Compared to classical spectral CT methods, the GLOT method and the CDAN method significantly improve transfer reliability under different data partitions of subordinate instruments (Table 3). The GLOT method produces the highest average R with the smallest interquartile range and extreme values (Figure 9). The CDAN method also outperforms classical spectral CT methods, demonstrating superior algorithmic performance.

4. Conclusions

This study addressed the challenges in obtaining NIR spectral annotation data by introducing five transfer learning methods to increase classification accuracy and reduce the dependency on extensively labeled datasets.
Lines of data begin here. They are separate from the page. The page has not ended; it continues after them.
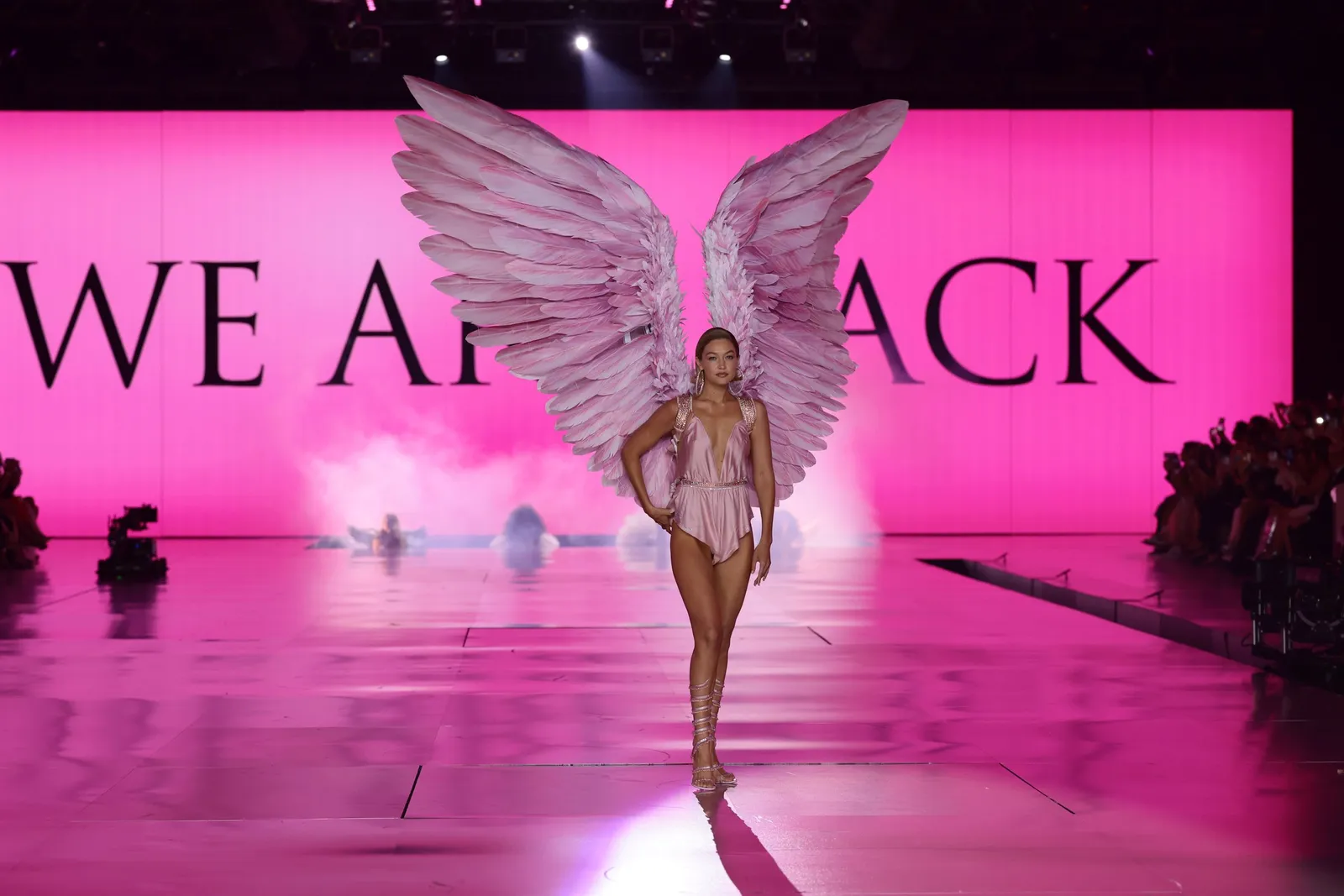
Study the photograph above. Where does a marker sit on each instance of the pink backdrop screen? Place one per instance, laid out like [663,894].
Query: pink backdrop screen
[280,219]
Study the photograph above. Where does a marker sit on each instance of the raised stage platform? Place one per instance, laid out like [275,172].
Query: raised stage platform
[281,720]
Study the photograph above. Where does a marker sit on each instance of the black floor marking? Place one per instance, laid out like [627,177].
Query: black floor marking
[1038,789]
[418,770]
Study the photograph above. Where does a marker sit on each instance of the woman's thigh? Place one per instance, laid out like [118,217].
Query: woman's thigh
[732,578]
[692,569]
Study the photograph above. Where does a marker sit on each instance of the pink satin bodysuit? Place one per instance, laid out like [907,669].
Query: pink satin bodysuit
[712,506]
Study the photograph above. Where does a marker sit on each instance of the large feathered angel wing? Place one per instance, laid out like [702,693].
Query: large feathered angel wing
[770,266]
[559,257]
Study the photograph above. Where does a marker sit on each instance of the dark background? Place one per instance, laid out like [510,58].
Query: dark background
[941,54]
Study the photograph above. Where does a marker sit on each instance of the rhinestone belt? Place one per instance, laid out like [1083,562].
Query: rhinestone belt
[712,486]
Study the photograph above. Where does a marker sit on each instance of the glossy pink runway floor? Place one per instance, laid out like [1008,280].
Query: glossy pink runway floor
[279,720]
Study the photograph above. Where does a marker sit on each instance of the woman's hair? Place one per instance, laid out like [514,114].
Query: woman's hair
[712,333]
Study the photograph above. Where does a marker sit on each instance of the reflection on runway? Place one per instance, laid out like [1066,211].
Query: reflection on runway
[284,720]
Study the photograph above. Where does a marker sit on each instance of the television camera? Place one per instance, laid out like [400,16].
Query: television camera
[1297,618]
[132,559]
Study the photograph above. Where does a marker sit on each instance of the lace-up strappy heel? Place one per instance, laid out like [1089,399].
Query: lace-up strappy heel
[726,777]
[703,778]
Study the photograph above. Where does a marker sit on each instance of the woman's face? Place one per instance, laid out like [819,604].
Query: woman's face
[719,362]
We also comprehensively analyzed different layers within deep neural networks in the context of NIR spectral research, exploring domain adaptation algorithms, including MMD, domain adversarial networks, and the Kantorovich potential layer.

In contrast to prevalent CT methods in current NIR spectral technology (DS, PDS, and SST algorithms), the proposed methods exhibit increased accuracy and scalability, especially in large-scale NIR spectral experiments with various manufacturers.

However, the integration of deep learning into chemometrics poses a serious challenge due to the lack of a stable mathematical analysis framework, which prevents researchers from establishing a definite expectation for the stability of deep neural network models. To address the low accuracy of traditional transfer calibration models, we implemented a conscious trade-off by abandoning classical chemometrics model evaluation metrics such as confidence intervals and adopting deep learning model evaluation metrics, achieving substantial improvements in model performance. The hope is that future researchers will dedicate efforts to overcoming this predicament, establishing new mathematical analysis frameworks to increase our understanding fo the stability and interpretability of deep learning models, enabling their reliable application across various domains.